Still growing at an explosive rate, online shopping is forecast by consulting firm McKinsey to triple from 2011 levels to $400 billion a year by 2015.

Alibaba didn’t choose an optimal time to go public. Several Internet company stocks that soared last year amid high hopes have plummeted this year as investors reassess their prospects. Twitter Inc. has been among the hardest hit. Since hitting a peak of $74.73 late last year, the company’s shares have lost more than half their value. They closed Tuesday at $31.85, just slightly above their $26 IPO price.

Despite the skittish conditions for Internet stocks, most analysts expect Alibaba’s IPO to bring in at least $10 billion, and sell its stock at a price that will give the 15-year-old company a market value of $150 billion to $200 billion. If those predictions are accurate, Alibaba will rank among the biggest IPOs ever.
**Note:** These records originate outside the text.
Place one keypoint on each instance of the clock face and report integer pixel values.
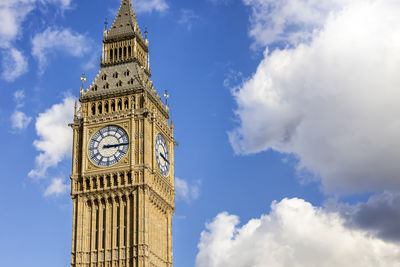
(108, 146)
(162, 155)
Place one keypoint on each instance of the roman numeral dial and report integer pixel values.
(162, 155)
(108, 146)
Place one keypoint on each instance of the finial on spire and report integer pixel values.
(105, 24)
(166, 95)
(83, 79)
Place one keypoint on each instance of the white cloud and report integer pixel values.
(54, 40)
(187, 18)
(332, 101)
(186, 191)
(148, 6)
(295, 234)
(289, 21)
(19, 96)
(379, 215)
(19, 120)
(56, 188)
(55, 137)
(220, 2)
(14, 64)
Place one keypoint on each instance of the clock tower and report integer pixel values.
(122, 181)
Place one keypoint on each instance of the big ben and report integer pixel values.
(122, 181)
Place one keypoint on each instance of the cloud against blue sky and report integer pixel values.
(331, 101)
(313, 81)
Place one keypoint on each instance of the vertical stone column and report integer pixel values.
(108, 243)
(74, 230)
(128, 229)
(100, 250)
(121, 228)
(169, 238)
(114, 231)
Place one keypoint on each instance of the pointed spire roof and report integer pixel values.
(125, 23)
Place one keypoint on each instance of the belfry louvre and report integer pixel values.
(122, 181)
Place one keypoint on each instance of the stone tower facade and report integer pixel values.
(122, 181)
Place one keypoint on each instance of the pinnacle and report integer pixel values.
(125, 22)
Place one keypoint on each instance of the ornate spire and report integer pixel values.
(125, 24)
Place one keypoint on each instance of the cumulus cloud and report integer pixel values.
(294, 233)
(56, 188)
(220, 2)
(380, 215)
(187, 18)
(148, 6)
(14, 64)
(331, 101)
(53, 40)
(289, 21)
(186, 191)
(19, 120)
(55, 137)
(19, 97)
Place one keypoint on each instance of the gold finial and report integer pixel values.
(83, 79)
(105, 24)
(166, 95)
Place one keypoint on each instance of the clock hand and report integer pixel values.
(161, 154)
(109, 146)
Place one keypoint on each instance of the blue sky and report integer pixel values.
(286, 114)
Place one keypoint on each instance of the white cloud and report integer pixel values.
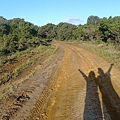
(74, 20)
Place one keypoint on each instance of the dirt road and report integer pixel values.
(76, 91)
(83, 87)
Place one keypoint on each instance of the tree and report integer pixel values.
(93, 20)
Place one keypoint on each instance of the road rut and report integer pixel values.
(84, 86)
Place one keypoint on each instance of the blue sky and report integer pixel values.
(41, 12)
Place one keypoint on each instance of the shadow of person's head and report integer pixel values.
(100, 71)
(91, 74)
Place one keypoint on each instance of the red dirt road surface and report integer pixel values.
(75, 85)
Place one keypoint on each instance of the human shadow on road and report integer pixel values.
(92, 110)
(110, 98)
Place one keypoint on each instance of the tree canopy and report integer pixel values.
(17, 34)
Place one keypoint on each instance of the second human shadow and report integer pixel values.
(92, 110)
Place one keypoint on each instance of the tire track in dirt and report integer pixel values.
(72, 93)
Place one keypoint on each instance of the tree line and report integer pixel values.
(17, 34)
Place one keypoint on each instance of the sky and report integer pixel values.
(42, 12)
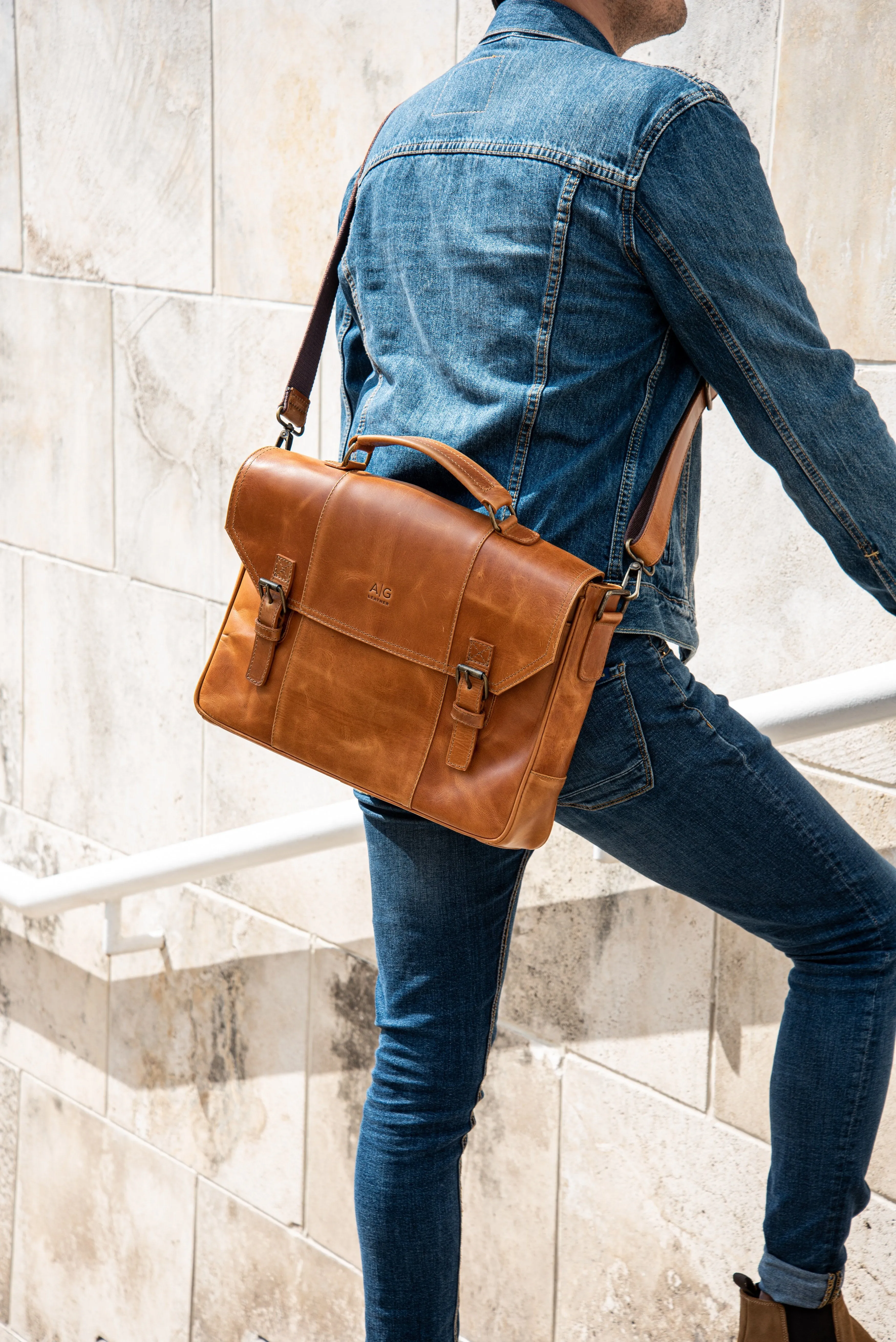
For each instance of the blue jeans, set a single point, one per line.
(673, 782)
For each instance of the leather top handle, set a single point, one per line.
(475, 480)
(297, 398)
(648, 529)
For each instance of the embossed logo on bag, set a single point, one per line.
(380, 594)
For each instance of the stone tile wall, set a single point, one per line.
(178, 1128)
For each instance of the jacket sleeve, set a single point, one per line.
(353, 356)
(710, 245)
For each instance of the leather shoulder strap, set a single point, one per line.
(297, 398)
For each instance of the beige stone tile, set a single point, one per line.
(344, 1042)
(10, 194)
(510, 1196)
(882, 1172)
(113, 743)
(198, 383)
(54, 998)
(326, 893)
(868, 808)
(870, 1274)
(623, 979)
(289, 132)
(104, 1237)
(474, 18)
(834, 143)
(565, 870)
(754, 638)
(750, 996)
(9, 1147)
(255, 1280)
(116, 140)
(207, 1045)
(733, 48)
(659, 1206)
(57, 468)
(11, 677)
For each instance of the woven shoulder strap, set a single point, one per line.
(648, 529)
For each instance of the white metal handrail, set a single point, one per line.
(834, 704)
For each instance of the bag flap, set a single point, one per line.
(400, 568)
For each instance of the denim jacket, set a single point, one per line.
(550, 248)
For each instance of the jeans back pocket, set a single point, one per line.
(611, 761)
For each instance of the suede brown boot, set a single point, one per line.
(762, 1320)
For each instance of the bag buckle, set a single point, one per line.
(467, 672)
(622, 591)
(269, 587)
(289, 433)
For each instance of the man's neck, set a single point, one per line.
(596, 13)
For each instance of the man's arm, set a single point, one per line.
(356, 366)
(711, 246)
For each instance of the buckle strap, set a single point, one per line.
(467, 711)
(272, 622)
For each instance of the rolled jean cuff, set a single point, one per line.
(795, 1286)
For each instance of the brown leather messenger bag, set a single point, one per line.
(435, 657)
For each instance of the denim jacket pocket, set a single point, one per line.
(611, 763)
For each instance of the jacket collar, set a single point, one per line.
(549, 19)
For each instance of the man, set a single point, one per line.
(552, 248)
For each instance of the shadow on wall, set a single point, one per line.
(191, 1027)
(620, 967)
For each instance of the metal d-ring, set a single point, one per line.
(622, 591)
(290, 431)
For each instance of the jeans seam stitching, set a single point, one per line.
(858, 1100)
(545, 331)
(502, 965)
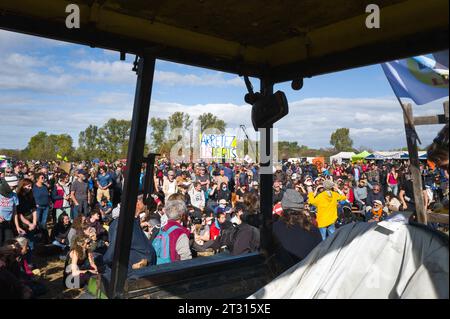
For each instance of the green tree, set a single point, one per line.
(46, 147)
(341, 140)
(88, 143)
(158, 135)
(113, 139)
(180, 120)
(208, 120)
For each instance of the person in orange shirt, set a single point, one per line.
(327, 206)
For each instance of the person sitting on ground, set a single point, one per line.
(105, 209)
(361, 193)
(374, 195)
(9, 202)
(247, 237)
(198, 196)
(295, 231)
(76, 229)
(216, 225)
(142, 253)
(11, 287)
(377, 213)
(60, 231)
(392, 202)
(80, 265)
(178, 235)
(201, 231)
(326, 203)
(94, 220)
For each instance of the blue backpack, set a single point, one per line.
(161, 244)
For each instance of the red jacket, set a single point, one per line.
(350, 196)
(173, 238)
(213, 231)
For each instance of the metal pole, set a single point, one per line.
(414, 164)
(146, 68)
(266, 180)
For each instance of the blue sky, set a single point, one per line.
(59, 88)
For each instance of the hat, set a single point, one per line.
(328, 185)
(292, 200)
(12, 180)
(5, 190)
(379, 202)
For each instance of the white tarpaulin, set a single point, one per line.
(368, 261)
(342, 156)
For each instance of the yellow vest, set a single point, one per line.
(326, 207)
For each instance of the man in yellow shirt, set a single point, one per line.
(326, 203)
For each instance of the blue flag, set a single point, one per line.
(420, 78)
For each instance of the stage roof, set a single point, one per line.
(280, 39)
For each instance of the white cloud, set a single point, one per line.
(310, 125)
(216, 79)
(120, 72)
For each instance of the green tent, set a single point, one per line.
(360, 156)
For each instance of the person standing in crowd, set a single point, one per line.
(79, 194)
(170, 184)
(60, 232)
(216, 226)
(80, 265)
(61, 196)
(142, 253)
(26, 219)
(42, 199)
(222, 179)
(8, 207)
(361, 193)
(392, 180)
(327, 206)
(247, 237)
(384, 172)
(198, 196)
(240, 192)
(406, 194)
(373, 174)
(277, 191)
(104, 182)
(294, 231)
(224, 192)
(178, 235)
(203, 178)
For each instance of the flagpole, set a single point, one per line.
(408, 118)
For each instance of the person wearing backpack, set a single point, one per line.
(142, 253)
(172, 241)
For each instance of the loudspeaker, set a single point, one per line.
(267, 110)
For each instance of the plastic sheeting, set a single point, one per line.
(368, 261)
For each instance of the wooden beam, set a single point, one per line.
(429, 120)
(414, 165)
(446, 110)
(438, 218)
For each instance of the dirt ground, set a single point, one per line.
(51, 275)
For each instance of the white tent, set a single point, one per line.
(369, 261)
(342, 156)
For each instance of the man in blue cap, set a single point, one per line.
(79, 193)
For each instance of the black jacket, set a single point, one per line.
(247, 240)
(141, 247)
(294, 240)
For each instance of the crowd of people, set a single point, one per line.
(196, 209)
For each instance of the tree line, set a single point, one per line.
(110, 141)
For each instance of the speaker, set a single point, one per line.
(267, 110)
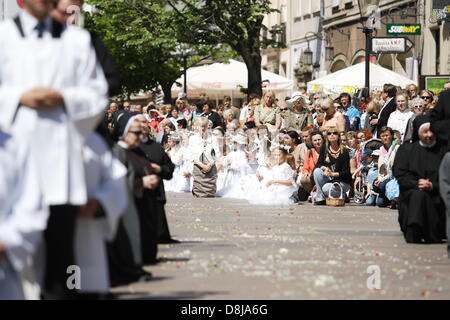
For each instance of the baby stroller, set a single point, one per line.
(361, 179)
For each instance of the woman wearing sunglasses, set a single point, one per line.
(417, 106)
(333, 118)
(332, 167)
(398, 119)
(428, 98)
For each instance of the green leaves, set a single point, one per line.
(143, 37)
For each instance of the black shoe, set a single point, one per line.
(146, 277)
(320, 203)
(168, 241)
(393, 205)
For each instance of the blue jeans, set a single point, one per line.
(382, 201)
(325, 185)
(373, 200)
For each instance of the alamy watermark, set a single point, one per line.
(374, 280)
(74, 280)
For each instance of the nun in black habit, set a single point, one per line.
(416, 167)
(163, 166)
(135, 243)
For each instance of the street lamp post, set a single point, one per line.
(185, 74)
(367, 8)
(368, 33)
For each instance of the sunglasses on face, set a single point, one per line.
(138, 133)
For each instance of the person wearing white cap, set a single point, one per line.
(237, 169)
(300, 117)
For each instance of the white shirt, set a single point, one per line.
(244, 113)
(199, 146)
(106, 182)
(399, 120)
(23, 216)
(68, 65)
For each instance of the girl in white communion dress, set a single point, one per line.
(278, 183)
(182, 175)
(237, 170)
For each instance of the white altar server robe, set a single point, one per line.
(23, 217)
(69, 65)
(106, 182)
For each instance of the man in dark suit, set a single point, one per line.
(388, 95)
(440, 124)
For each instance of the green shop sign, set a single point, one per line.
(403, 29)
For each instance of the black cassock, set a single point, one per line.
(421, 213)
(156, 154)
(135, 243)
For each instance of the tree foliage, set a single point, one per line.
(238, 23)
(145, 42)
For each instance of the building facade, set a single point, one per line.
(332, 31)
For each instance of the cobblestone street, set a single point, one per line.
(234, 250)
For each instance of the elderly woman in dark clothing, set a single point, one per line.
(416, 167)
(135, 243)
(163, 166)
(332, 172)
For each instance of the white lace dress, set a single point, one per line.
(276, 194)
(235, 171)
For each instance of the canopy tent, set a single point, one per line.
(219, 79)
(353, 77)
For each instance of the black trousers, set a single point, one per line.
(59, 240)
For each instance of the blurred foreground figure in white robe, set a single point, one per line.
(98, 220)
(53, 92)
(23, 217)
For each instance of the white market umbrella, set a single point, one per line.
(220, 79)
(353, 77)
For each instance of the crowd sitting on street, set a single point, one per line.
(304, 148)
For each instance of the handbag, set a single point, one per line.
(336, 202)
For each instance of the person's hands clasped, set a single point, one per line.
(157, 167)
(42, 98)
(89, 209)
(150, 181)
(206, 168)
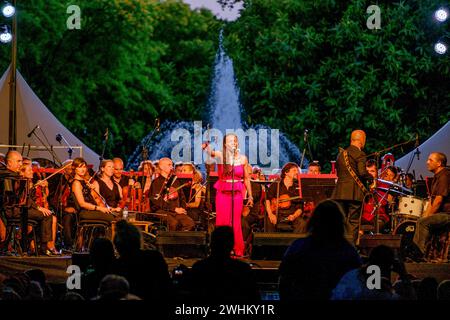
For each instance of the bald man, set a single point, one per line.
(348, 192)
(437, 215)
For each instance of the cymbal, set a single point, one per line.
(392, 191)
(395, 185)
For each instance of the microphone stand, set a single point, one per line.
(50, 150)
(306, 144)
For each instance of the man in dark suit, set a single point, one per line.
(348, 191)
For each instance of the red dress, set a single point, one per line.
(226, 199)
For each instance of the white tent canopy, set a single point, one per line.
(31, 112)
(439, 142)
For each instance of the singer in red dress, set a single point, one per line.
(231, 185)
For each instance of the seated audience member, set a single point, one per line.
(313, 265)
(145, 270)
(101, 258)
(354, 284)
(220, 278)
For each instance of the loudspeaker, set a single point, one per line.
(271, 245)
(367, 242)
(183, 244)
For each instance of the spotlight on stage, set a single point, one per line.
(440, 47)
(441, 14)
(8, 10)
(5, 35)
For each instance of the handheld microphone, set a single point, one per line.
(32, 131)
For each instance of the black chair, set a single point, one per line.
(13, 226)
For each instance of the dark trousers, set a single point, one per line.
(178, 222)
(297, 226)
(33, 214)
(352, 210)
(425, 226)
(68, 221)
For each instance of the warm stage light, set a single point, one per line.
(8, 10)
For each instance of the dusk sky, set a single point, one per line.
(227, 14)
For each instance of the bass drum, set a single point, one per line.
(406, 229)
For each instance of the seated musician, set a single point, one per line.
(42, 215)
(118, 176)
(63, 202)
(370, 201)
(437, 216)
(144, 182)
(289, 212)
(166, 199)
(195, 203)
(252, 215)
(308, 206)
(106, 187)
(90, 206)
(38, 199)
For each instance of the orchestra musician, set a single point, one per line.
(167, 198)
(283, 206)
(375, 197)
(195, 203)
(91, 208)
(254, 214)
(437, 215)
(14, 163)
(106, 187)
(64, 203)
(352, 177)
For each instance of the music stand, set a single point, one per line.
(316, 187)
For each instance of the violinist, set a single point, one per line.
(118, 176)
(167, 198)
(44, 216)
(106, 187)
(145, 181)
(195, 202)
(91, 209)
(289, 212)
(64, 202)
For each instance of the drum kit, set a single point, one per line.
(407, 208)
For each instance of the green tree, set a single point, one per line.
(315, 64)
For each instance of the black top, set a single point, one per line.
(157, 192)
(441, 187)
(112, 196)
(346, 187)
(291, 192)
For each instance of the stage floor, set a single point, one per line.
(266, 271)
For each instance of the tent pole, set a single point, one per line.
(12, 83)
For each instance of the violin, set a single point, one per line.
(283, 202)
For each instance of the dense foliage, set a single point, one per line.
(306, 64)
(130, 62)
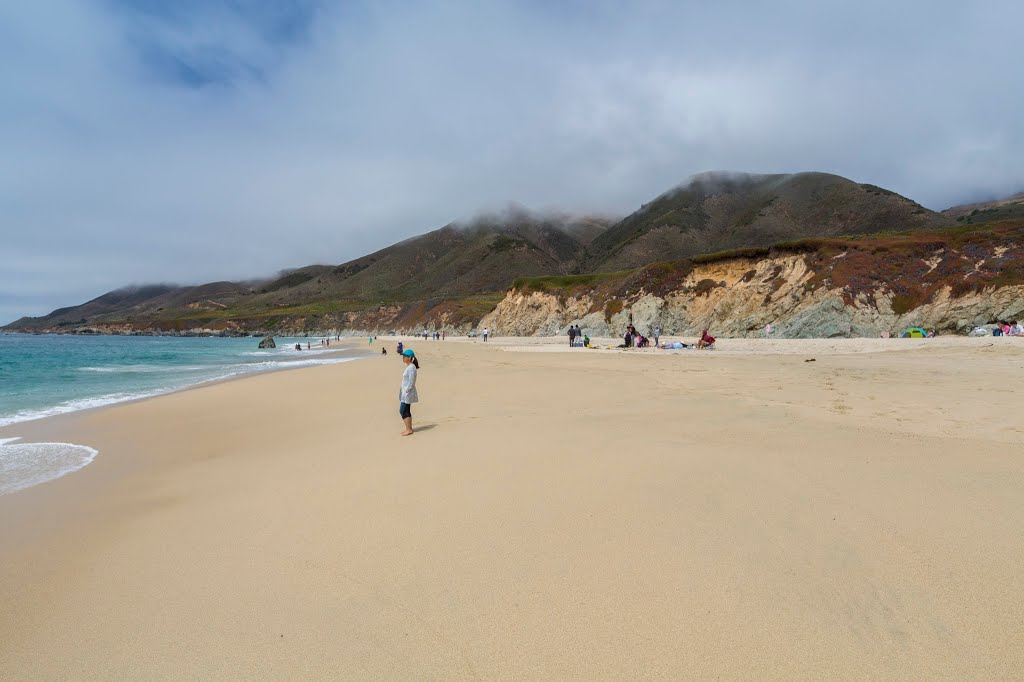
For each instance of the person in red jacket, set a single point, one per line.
(706, 341)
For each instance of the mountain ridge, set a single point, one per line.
(456, 273)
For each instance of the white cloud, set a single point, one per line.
(385, 120)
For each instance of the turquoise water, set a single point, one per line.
(42, 376)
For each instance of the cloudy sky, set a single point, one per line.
(195, 140)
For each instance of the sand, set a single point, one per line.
(580, 514)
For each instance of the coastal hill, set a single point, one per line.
(457, 275)
(719, 211)
(464, 266)
(999, 209)
(949, 280)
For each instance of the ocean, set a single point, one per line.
(46, 375)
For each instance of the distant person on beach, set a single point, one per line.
(706, 341)
(407, 394)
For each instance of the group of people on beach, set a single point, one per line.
(1005, 328)
(634, 339)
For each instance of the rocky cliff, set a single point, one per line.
(946, 280)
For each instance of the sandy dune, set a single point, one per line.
(583, 514)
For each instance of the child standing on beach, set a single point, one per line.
(407, 394)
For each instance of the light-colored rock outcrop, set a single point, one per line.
(738, 297)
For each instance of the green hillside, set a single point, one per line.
(720, 211)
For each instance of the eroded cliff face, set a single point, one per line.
(738, 297)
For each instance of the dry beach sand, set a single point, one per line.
(581, 514)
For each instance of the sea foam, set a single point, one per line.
(25, 465)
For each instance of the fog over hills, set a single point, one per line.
(469, 265)
(721, 210)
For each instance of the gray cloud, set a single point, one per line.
(224, 142)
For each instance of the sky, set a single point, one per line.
(197, 140)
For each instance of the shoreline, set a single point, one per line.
(328, 354)
(572, 515)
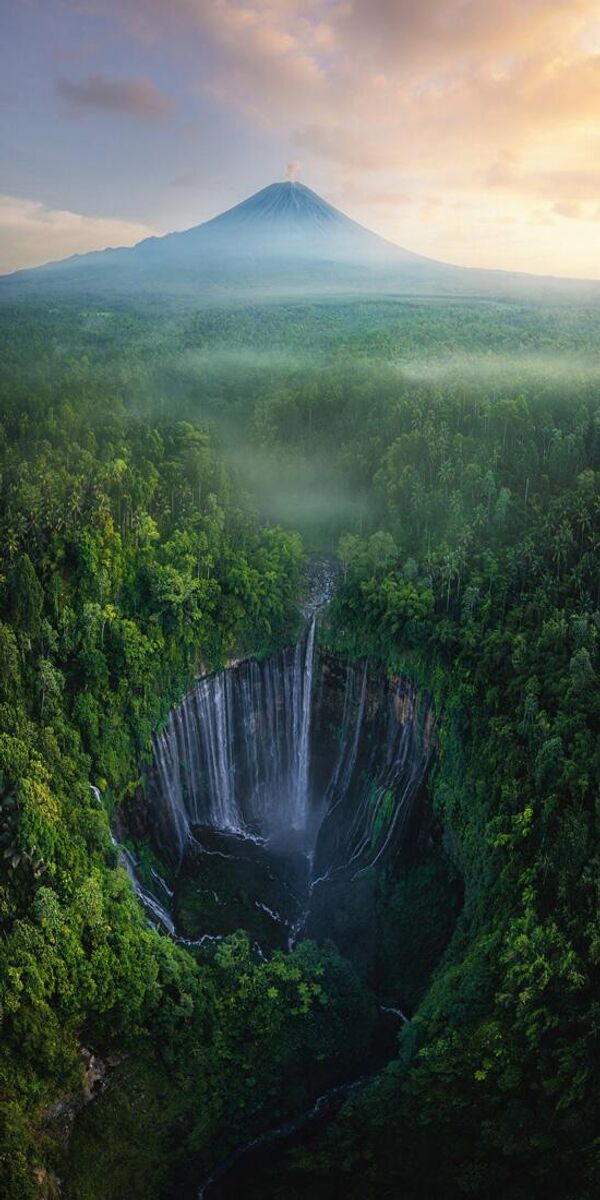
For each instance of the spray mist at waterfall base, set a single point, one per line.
(288, 798)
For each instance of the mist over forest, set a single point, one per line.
(299, 753)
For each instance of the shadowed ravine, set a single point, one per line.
(277, 793)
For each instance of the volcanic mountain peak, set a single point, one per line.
(285, 201)
(283, 240)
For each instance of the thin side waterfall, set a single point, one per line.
(304, 741)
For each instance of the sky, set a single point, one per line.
(463, 130)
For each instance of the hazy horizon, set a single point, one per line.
(465, 132)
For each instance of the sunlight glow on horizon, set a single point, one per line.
(468, 133)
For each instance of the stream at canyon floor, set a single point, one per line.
(280, 792)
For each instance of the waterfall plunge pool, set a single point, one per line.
(277, 790)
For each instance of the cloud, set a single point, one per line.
(137, 97)
(31, 233)
(480, 117)
(187, 179)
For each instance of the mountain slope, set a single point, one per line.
(283, 240)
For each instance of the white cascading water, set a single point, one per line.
(235, 755)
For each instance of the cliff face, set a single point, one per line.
(281, 790)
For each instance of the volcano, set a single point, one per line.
(283, 240)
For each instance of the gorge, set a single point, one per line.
(276, 792)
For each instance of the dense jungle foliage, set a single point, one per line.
(161, 483)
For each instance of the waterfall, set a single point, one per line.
(300, 808)
(261, 753)
(235, 755)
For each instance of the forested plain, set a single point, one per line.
(165, 477)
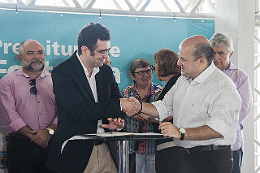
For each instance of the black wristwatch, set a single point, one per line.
(182, 132)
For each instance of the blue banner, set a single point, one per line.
(131, 37)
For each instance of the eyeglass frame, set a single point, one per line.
(103, 52)
(148, 72)
(33, 90)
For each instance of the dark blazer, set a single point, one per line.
(78, 113)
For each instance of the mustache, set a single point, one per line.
(36, 60)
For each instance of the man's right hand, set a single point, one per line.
(130, 106)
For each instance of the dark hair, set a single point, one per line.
(166, 60)
(219, 40)
(89, 35)
(138, 63)
(203, 50)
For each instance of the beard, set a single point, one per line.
(35, 65)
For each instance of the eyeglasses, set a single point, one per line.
(142, 73)
(33, 90)
(103, 52)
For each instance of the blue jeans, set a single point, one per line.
(145, 163)
(237, 161)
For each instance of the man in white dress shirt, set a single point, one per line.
(205, 106)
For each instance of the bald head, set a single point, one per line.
(198, 46)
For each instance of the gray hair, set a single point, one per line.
(219, 40)
(21, 47)
(138, 63)
(203, 50)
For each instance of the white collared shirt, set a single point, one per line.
(93, 86)
(210, 99)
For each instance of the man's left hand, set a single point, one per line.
(169, 130)
(41, 137)
(114, 123)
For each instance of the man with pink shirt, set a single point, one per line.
(28, 111)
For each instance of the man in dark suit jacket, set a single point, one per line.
(86, 96)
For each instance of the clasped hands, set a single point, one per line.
(130, 106)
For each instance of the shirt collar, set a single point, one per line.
(95, 69)
(21, 73)
(231, 66)
(205, 74)
(42, 74)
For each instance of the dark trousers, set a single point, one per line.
(215, 161)
(167, 160)
(237, 161)
(24, 156)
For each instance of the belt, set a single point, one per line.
(204, 148)
(166, 145)
(18, 135)
(98, 142)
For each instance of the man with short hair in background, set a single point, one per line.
(223, 47)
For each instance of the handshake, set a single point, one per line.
(130, 106)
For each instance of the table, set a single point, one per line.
(124, 143)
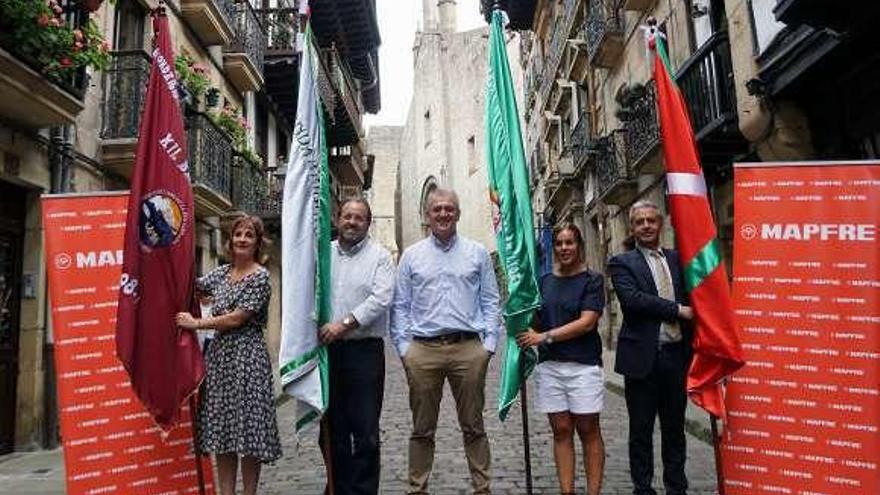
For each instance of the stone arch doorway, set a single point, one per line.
(428, 187)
It’s not unusual for highly scrutinized companies to list an artificially low fundraising target when they first file IPO papers.

Facebook Inc., for instance, originally said it would raise $5 billion in its IPO before eventually bringing in more than three times that amount. That deal remains the technology industry’s largest IPO.

Although it’s not nearly as well-known as Facebook, Alibaba is an e-commerce powerhouse that makes more money than Amazon.com Inc. and eBay Inc. combined. What’s more, the company is still growing at a rapid clip as its network of online services, including Taobao, Tmall and Alipay, mine a Chinese Internet market that already has 618 million Web surfers.

Last year, 231 million customers bought a total of $248 billion in merchandise on Alibaba’s e-commerce sites, according to the IPO documents.